4. Vivienne

It’s a shame that Vivienne, one of the only mages who isn’t opposed to the Circle of Magi, the mage prison masquerading as a school in the Dragon Age universe, wasn’t in Dragon Age II, the game that had the war between mages and their Templar keepers at the center of its story. As much as I disagree with Vivienne’s beliefs on a fundamental level, I can’t help but be drawn in by the nuance. Vivienne is a mage who fully admits that she and people like her are dangerous, and a system like the Circle could probably alleviate everyone’s problems, but not in its current form.
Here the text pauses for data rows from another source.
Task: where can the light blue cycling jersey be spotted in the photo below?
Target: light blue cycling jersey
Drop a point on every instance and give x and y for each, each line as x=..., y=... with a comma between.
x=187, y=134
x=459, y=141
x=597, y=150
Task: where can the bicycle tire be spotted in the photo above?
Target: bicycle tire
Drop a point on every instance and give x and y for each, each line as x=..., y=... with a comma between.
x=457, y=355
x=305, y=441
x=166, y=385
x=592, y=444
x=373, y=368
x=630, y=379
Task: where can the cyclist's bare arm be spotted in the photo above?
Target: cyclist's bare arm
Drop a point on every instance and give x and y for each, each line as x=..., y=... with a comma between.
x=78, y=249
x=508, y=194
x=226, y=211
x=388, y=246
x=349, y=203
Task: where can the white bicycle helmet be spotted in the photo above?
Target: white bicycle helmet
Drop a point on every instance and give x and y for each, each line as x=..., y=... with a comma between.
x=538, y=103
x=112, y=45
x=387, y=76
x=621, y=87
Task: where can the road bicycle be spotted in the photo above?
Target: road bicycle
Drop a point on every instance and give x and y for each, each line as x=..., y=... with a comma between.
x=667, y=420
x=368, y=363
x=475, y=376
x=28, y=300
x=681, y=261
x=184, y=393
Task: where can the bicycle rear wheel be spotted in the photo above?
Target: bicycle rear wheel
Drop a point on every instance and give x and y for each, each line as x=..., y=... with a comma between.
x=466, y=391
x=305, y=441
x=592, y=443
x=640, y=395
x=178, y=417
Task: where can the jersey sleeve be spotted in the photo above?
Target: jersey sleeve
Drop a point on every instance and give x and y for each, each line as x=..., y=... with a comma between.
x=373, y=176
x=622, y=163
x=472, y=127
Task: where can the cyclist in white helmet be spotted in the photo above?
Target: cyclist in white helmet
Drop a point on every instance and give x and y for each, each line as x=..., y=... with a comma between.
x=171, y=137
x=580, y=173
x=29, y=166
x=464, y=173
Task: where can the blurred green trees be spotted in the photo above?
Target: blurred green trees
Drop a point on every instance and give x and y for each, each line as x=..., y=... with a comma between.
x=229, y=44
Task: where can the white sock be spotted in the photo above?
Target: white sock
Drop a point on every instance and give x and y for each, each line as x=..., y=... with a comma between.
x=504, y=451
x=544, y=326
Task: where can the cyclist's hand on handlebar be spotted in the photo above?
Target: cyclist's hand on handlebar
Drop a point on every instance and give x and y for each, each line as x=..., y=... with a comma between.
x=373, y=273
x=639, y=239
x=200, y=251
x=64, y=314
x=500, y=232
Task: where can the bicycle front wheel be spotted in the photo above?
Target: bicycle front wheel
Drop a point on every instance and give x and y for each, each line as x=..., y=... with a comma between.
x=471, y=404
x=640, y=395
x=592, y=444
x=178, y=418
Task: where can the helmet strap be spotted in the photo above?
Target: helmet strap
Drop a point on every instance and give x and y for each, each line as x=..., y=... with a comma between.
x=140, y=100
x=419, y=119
Whereas Dragon Age II paints mages as an oppressed class of people (while also simultaneously believing that they are inevitably going to become threats to society no matter what you do), Vivienne’s view of the situation is far more complex, and it makes you wonder if the catastrophic events of Dragon Age II might have gone very differently if only someone like her had been in Kirkwall. As a person who plays a mage in all of these games, hearing her condescend to me when I say mages should be free still feels like a particularly bad case of tinnitus, but she at least is talking more sensibly about the situation than anyone else in the room, all while having to shoulder her own personal burdens. Dragon Age’s inability to sit with that nuance has been the undoing of a lot of its world-building. It needed a character like Vivienne two games ago.